Govett-Brewster love

Reasons why I loved the Govett-Brewster Art Gallery when I spent the day there on Sunday:

1. Yin Xiuzhen's 'China in Four Seasons' work currently on exhibition (I probably broke rules taking these photos in the first place and now I'm probably breaking more putting them on here, but oh well, surely when you're being really nice about someone they can't tell you off...)

This is one of the portable suitcase cities. Each suitcase city had a streetscape recording from each real city (I'm pretty sure this one is Melbourne) playing from underneath it. I'm a sucker for all things made miniature/small so these little fabric skyscrapers made me really happy.

I heard Melanie from the gallery talking about how this work is a reaction to China's one child policy; because each family is only allowed one child the expectations placed upon that child and the love and warmth they recieve can be overwhelming, like being smothered by a thousand scarves.

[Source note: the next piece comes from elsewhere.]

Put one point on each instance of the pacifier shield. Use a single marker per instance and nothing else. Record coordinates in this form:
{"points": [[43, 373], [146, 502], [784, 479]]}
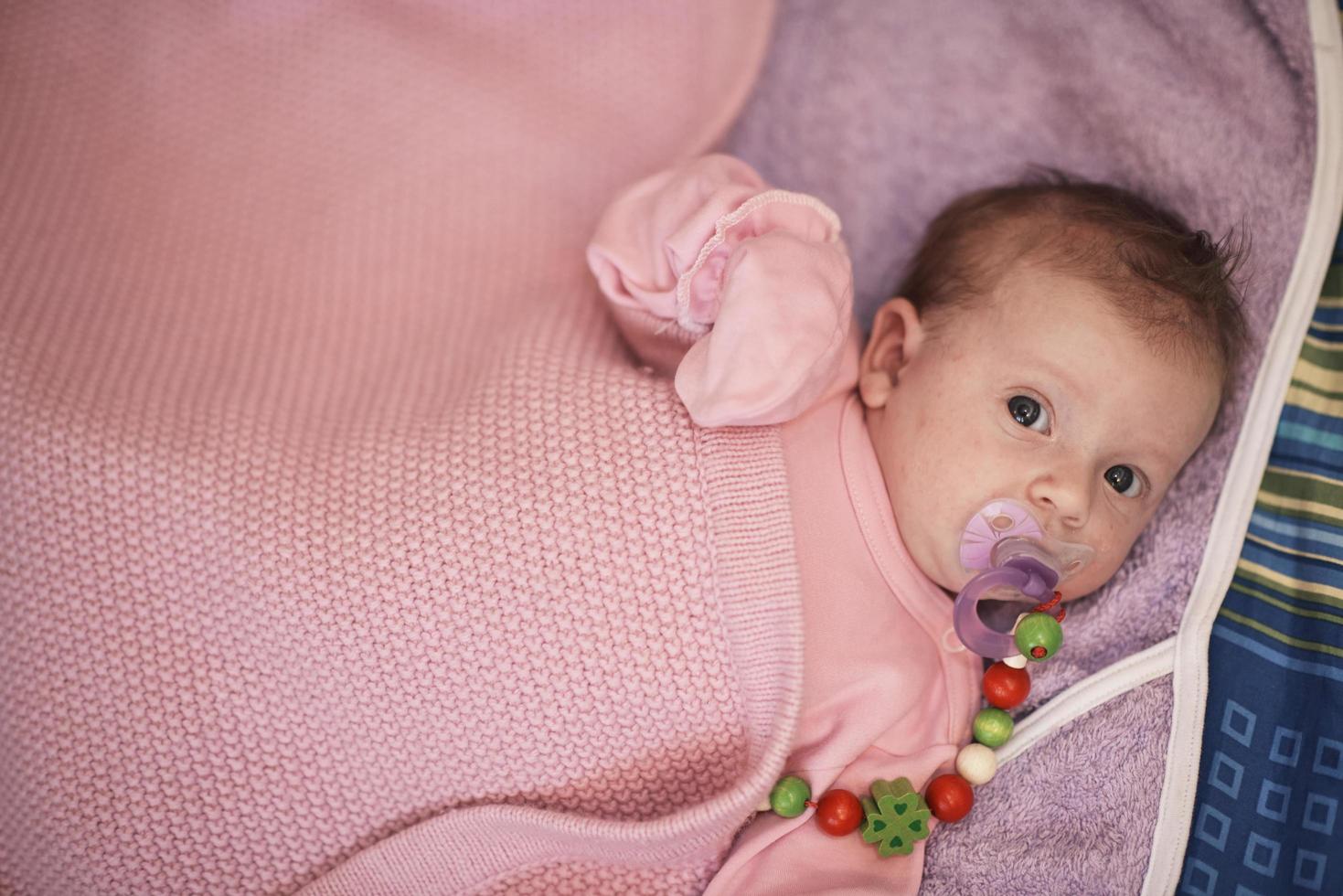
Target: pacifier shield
{"points": [[996, 521]]}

2. This khata scarf that visitors to the gallery have been invited to knit a few rows on. It is 88 stitches across, 88 being the Chinese number of double happiness, luck, and good fortune (so I was told). There is a huge list of people from all around the world who have knitted a row or two in various different (some very complicated and beautiful) stitch patterns of their choice and the scarf now measures 8.6 meters long. It's going to be auctioned for charity this Saturday.

Tash and I knitting a row each - you can knit from both ends of the scarf

3. The exhibition currently on by Fiona Jack called 'Living Halls'. It's about New Zealand war memorial halls. It's fascinating to see how many tiny rural settlements built war memorial halls, many of which are no longer used and have fallen into disrepair. Fiona Jack invited people from around New Zealand to paint their local war memorial hall and there is a room full of paintings of halls.

Postcard from Fiona Jack: Living Halls exhibition. Photograph by Nigel Prickett

4. That the gallery's founding patron was Monica Brewster, who "envisaged a contemporary art museum of international standing that would offer a window to the world in the small coastal community of New Plymouth". Her maiden name was Govett and her married name Brewster.

5. That the gallery is "home to the Collection and Archive of pioneer filmmaker and kinetic artist Len Lye (1901–1980), one of New Zealand’s most ingenious and influential modern artists". I had heard of Len Lye but until I read about him at the gallery I had no idea how awesome he was. His idea of kinetic sculpture and movement as an art form is so beautiful: "One of my art teachers put me onto trying to find my own theory of art. After many early morning walks an idea hit me that seemed like a complete revelation. It was to compose motion, just as musicians compose sound. This idea was to lead me far, far away from...traditional art." It gives me a far greater appreciation of his Water Whirler on the waterfront here in Wellington.

All in all, the Govett-Brewster Art Gallery is an awesome place - there are many more reasons why I loved it but I won't go on and on. Basically, if you're ever in New Plymouth go to the Govett-Brewster. I would definitely love to go back.